Jakarta - Mantan Ketua Komisi Pemberantasan Korupsi (KPK) Abraham Samad menilai empat dari sejumlah poin revisi Undang-Undang Nomor 30 tahun 2002 tentang Komisi Pemberantasan Korupsi (KPK) yang menjadi inisiatif Dewan Perwakilan Rakyat (DPR) krusial bagi lembaga anti rasuah tersebut.
"Beberapa di antaranya akan membuat KPK 'mati suri'," kata Samad di Jakarta, Jumat, 6 September 2019 seperti dilansir dari Antara.
Pertama, poin terkait 'Perubahan status kepegawaian para pegawai KPK menjadi Aparatur Sipil Negara (ASN)' dianggap dapat menghilangkan independesi KPK. Ketika KPK berada di bawah lembaga eksekutif, secara otomatis KPK akan bekerja mengikuti program-program eksekutif di bawah kekuasaan eksekutif.
"Maka status independen KPK otomatis hilang.
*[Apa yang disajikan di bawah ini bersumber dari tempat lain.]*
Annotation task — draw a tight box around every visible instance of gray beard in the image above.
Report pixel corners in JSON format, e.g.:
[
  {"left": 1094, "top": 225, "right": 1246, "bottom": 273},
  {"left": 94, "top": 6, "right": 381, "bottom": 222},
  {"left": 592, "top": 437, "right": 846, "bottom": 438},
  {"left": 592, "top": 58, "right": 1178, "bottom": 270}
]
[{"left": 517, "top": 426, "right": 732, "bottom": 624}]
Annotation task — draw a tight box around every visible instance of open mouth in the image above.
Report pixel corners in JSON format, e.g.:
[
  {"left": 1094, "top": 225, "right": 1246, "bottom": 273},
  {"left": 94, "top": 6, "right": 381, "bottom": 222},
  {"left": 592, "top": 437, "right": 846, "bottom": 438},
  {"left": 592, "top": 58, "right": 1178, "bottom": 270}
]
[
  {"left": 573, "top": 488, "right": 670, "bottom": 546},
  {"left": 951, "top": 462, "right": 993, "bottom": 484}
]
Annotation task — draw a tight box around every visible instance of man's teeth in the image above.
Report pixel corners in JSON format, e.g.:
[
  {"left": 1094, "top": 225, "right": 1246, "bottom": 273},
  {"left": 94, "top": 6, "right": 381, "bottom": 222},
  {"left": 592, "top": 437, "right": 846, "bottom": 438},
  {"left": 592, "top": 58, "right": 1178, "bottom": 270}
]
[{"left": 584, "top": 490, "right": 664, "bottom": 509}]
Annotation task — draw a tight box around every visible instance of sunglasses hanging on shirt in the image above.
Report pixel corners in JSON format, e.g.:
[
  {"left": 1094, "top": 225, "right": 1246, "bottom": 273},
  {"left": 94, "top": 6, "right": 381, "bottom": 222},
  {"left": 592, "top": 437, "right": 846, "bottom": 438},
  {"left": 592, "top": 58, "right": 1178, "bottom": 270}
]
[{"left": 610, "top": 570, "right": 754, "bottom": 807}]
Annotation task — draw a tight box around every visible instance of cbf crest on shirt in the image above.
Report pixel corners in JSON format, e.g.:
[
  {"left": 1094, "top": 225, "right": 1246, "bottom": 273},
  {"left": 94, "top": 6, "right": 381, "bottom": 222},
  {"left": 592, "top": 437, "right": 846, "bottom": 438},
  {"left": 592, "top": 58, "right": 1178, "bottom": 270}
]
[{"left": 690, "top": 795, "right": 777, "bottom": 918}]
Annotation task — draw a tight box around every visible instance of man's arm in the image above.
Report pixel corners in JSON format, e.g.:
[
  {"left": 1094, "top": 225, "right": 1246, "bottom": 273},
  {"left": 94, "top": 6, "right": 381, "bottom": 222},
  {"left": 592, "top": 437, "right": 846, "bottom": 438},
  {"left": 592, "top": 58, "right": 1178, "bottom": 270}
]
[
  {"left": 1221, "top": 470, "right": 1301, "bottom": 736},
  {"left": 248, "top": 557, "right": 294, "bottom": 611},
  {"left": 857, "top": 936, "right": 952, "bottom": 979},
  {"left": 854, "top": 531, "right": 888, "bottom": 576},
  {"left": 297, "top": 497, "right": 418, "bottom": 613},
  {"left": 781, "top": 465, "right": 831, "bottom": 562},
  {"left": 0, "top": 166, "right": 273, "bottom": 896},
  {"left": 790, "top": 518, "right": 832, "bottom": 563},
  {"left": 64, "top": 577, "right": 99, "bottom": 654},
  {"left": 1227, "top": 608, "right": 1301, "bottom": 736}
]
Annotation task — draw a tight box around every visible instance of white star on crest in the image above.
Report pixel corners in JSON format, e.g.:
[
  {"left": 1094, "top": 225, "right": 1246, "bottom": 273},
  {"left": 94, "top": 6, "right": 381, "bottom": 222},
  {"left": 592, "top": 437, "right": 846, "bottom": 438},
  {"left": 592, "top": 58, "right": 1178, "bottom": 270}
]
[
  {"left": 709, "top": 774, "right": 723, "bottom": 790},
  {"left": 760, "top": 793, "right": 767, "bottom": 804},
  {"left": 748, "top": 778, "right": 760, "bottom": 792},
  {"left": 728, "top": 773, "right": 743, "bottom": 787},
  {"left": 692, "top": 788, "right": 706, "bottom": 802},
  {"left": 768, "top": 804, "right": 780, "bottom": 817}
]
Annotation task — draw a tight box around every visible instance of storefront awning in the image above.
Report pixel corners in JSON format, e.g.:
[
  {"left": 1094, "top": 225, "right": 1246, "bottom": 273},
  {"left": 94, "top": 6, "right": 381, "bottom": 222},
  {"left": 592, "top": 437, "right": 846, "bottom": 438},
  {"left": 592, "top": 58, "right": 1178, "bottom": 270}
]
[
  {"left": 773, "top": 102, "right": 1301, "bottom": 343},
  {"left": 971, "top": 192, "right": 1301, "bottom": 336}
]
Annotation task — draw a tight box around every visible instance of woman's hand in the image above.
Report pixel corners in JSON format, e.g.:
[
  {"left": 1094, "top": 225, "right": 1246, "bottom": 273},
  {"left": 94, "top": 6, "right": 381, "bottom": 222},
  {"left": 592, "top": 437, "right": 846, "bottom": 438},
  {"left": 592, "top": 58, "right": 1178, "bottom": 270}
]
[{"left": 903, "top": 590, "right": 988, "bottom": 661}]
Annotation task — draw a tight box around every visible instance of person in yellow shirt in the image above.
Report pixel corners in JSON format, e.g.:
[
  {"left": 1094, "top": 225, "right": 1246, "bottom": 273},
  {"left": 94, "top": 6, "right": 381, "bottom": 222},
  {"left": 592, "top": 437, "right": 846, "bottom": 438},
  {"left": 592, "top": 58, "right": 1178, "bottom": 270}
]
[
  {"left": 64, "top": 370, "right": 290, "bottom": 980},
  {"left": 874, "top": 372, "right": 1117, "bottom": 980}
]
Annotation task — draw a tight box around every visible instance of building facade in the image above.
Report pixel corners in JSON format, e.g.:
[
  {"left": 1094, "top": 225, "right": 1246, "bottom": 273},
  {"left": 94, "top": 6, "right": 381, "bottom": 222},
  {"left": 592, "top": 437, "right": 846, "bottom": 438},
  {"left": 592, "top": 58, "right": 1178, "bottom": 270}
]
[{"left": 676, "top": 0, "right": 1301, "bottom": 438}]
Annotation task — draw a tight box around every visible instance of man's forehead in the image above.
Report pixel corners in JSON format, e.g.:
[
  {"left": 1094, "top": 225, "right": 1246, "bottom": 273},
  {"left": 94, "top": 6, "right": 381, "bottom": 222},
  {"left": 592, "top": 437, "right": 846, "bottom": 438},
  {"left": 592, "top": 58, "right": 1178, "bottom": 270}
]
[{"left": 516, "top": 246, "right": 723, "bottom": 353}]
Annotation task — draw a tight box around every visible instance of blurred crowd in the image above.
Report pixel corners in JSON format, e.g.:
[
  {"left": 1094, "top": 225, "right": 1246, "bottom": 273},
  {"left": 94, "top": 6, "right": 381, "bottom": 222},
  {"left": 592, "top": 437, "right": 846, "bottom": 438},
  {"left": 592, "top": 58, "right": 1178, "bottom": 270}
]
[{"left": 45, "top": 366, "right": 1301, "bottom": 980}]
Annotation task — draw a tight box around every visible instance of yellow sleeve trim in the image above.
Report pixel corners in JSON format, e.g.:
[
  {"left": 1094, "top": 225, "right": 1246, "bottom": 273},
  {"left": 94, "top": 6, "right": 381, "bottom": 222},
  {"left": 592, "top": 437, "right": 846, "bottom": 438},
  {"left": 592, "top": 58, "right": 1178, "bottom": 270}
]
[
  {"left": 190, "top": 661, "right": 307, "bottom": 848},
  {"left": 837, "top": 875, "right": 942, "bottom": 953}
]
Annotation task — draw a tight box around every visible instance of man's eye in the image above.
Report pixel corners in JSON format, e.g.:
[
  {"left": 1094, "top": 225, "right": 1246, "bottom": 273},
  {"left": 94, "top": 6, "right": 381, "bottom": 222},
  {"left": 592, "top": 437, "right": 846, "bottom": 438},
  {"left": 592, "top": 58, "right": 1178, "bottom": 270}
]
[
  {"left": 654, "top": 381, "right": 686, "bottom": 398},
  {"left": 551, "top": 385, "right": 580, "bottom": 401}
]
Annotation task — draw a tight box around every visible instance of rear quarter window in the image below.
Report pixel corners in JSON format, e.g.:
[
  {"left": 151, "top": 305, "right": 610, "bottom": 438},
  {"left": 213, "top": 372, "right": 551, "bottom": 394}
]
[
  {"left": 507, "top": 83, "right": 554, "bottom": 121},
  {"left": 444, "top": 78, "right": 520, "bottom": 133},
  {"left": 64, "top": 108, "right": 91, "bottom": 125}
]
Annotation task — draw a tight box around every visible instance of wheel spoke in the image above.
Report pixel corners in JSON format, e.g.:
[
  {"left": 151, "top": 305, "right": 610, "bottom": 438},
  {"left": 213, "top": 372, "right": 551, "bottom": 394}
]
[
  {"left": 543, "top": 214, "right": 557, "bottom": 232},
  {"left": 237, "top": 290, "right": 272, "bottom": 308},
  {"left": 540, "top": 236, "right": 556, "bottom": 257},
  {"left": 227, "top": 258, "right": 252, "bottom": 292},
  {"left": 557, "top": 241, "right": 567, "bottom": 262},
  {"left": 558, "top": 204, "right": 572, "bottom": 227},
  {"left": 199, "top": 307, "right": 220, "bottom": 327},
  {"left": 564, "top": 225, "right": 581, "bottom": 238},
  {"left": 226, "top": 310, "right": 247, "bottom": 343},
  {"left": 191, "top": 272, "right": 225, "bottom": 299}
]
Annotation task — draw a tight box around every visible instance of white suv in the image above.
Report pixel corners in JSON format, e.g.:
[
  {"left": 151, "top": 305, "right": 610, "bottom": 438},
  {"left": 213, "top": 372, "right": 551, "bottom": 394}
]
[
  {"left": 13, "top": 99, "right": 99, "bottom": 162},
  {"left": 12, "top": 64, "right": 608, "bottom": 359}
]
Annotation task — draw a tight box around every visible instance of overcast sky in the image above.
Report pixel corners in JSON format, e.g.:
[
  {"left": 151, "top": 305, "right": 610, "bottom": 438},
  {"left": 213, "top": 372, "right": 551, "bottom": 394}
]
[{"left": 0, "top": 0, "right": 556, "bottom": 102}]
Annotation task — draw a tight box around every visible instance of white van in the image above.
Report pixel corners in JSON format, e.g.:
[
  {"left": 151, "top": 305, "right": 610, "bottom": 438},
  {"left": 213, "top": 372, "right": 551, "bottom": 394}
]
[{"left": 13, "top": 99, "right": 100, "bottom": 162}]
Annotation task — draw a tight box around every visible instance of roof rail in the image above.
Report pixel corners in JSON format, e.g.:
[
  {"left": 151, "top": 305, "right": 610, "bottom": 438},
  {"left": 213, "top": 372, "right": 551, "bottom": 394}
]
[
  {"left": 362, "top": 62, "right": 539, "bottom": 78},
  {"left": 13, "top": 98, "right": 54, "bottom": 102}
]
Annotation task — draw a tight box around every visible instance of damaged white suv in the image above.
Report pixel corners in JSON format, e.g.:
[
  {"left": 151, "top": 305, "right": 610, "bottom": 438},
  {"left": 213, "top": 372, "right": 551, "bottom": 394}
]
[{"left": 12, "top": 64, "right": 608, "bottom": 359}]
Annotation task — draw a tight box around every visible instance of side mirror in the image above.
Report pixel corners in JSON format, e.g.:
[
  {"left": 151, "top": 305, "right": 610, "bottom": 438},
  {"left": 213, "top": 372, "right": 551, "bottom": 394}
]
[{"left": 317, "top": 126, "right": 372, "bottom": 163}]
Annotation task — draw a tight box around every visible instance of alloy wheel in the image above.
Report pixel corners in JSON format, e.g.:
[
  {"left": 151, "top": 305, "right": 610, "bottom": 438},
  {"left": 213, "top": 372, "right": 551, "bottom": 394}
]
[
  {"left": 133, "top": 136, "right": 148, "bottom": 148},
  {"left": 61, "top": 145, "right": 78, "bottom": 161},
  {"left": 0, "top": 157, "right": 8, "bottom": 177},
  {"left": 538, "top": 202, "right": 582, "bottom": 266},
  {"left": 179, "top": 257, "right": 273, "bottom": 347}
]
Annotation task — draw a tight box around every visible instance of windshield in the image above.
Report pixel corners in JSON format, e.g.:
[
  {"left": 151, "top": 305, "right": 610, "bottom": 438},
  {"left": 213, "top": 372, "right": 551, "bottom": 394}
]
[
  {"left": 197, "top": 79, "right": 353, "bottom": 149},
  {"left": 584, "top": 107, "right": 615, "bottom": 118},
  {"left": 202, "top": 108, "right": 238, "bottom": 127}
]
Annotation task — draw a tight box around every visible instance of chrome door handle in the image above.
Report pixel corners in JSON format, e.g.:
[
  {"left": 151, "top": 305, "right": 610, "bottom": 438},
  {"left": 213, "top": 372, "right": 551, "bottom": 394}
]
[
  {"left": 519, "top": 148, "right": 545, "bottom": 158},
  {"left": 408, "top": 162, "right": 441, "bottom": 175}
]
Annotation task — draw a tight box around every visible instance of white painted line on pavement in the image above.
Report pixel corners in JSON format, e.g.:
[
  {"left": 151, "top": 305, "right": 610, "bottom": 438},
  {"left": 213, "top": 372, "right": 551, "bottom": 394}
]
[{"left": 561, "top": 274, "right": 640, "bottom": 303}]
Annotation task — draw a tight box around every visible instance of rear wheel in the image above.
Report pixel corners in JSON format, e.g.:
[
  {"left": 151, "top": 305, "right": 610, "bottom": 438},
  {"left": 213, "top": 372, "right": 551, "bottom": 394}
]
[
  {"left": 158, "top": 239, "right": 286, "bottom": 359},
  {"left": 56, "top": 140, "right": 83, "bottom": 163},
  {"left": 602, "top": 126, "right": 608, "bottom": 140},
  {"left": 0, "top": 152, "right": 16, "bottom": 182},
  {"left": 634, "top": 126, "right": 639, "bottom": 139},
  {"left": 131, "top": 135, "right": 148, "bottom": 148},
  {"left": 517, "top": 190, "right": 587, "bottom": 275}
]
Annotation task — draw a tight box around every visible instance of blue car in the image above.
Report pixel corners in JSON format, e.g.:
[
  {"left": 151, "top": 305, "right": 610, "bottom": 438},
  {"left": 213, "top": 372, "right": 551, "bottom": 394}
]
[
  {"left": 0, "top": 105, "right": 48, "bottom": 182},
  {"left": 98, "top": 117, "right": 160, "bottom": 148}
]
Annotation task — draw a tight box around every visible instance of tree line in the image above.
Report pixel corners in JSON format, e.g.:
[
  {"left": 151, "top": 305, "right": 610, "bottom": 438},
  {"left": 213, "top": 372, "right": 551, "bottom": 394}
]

Padahal independensi menjadi syarat kunci tegaknya sebuah badan/lembaga antikorupsi," kata Samad.
Belum lagi, kekhawatiran akan munculnya konflik kepentingan. Karena KPK akan berbenturan dengan Kejaksaan yang memang desain konstitusionalnya berada di bawah Presiden, dalam 'perebutan pengaruh'.
"Pada akhirnya, jenis kelamin KPK akan berubah menjadi Komisi Pencegahan Korupsi, semata mengerjakan tugas pencegahan korupsi saja, tidak lebih," tuturnya.
Gedung KPK (Foto: Tagar/Nurul Yaqin)
Kedua, poin mengenai 'Kewenangan penyadapan'. Ia menilai perumus naskah revisi Undang-Undang KPK tidak mengetahui Standar Operasional Prosedur (SOP) penyidikan, termasuk penyadapan di KPK.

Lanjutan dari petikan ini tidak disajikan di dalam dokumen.